The Life Aquatic with Steve Zissou
Year: | 2005 |
Director: | Wes Anderson |
Writer: | Wes Anderson/Noah Baumbach |
Cast: | Bill Murray, Cate Blanchett, Owen Wilson, Willem Dafoe, Anjelica Huston, Jeff Goldblum, Noah Taylor, Michael Gambon |
The Royal Tenenbaums bordered on self-important drivel, not at all funny and not in the least interesting. What Anderson and Wilson are good at is coming up with unexpected characters (of the sort usually referred to as quirky).
But they always edge too close to elitism, to saying to a large section of their audience 'This isn't a Hollywood comedy so we wouldn't expect you to understand it'.
The Life Aquatic is just as good at coming up with characters we've never seen before – in particular the washed up, cynicism-sozzled documentary maker and adventurer Steve Zissou, a role that must have been written with Bill Murray in mind the same as Bob from Lost in Translation was.
But this time Anderson reigns in the holier-than-thou and isn't afraid to actually make you laugh. Some of the humour is still more Proust than Jim Carrey, but even the laughs that are visceral are rooted in the off centre story Life Aquatic crafts throughout. The beauty of a Wes Anderson film is that you never who what will happen or who'll do what, much like life and the polar opposite to the average templated Hollydcomedy.
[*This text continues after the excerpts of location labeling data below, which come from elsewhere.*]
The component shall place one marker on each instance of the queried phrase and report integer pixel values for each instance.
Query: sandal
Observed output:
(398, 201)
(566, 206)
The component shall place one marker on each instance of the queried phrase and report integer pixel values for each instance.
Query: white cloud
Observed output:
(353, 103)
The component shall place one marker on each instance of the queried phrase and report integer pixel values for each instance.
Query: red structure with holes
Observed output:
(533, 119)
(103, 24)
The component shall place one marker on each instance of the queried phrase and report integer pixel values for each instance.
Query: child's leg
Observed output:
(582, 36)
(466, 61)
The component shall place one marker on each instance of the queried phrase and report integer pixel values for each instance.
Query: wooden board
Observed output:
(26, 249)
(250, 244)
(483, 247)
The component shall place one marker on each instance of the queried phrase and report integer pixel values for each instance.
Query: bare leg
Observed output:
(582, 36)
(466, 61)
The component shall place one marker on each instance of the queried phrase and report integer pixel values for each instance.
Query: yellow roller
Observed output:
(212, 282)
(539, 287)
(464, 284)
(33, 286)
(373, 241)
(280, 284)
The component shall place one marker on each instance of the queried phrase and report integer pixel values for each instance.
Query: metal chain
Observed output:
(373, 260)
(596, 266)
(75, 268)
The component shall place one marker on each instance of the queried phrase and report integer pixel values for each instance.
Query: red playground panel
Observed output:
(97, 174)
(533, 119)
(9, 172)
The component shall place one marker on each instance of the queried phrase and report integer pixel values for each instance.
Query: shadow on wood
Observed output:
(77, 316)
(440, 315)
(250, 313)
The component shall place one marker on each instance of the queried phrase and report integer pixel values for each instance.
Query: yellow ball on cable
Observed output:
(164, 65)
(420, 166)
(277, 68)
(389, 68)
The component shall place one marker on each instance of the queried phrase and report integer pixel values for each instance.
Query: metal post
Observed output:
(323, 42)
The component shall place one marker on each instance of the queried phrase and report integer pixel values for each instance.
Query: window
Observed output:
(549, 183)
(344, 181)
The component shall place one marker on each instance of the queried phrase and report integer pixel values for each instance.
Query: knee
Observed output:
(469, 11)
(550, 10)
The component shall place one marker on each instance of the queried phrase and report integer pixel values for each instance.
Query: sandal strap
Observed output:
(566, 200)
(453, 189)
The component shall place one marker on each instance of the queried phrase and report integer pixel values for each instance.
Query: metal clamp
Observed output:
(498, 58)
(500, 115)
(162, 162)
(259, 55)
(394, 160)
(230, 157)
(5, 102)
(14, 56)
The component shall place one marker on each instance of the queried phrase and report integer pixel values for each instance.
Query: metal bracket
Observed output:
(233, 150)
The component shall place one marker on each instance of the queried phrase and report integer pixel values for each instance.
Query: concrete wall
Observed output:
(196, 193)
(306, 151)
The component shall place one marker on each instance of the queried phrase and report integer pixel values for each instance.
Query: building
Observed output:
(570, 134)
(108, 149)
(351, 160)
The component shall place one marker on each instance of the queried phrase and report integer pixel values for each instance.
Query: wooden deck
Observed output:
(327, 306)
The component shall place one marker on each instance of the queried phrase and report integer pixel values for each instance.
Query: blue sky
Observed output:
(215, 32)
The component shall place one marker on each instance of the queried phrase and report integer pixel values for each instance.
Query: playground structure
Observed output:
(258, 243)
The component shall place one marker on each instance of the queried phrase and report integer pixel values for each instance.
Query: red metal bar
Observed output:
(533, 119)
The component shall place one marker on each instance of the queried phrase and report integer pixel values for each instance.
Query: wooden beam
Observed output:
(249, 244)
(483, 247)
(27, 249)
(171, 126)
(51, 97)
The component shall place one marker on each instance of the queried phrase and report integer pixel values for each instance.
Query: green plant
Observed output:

Zissou leads a ramshackle team of divers, film technicians and crew and his latest exploit is to find and kill the giant mythical shark that ate his partner and best friend on their last voyage.
His films are tawdry and cheesy, his career is spiralling downward, a young pilot (Wilson) might be his son, things are getting harder with his estranged wife (Huston) and a reporter (Blanchett) doing what he hoped was a puff piece on him is asking uncomfortable questions.
That's the background of the story, but it doesn't strictly describe what it's about. That will be something different to everyone who watches it (another triumph to Anderson's credit in not narrowing the narrative band to lead a docile audience down a path of his design).
Murray is as much a gem as he's been since the days of Meatballs and Stripes, and in his current glory, I feel vindicated in him being one of my favourite actors for the last twenty years.
Everyone else lives up to the film, but it's the script and direction that lead the way.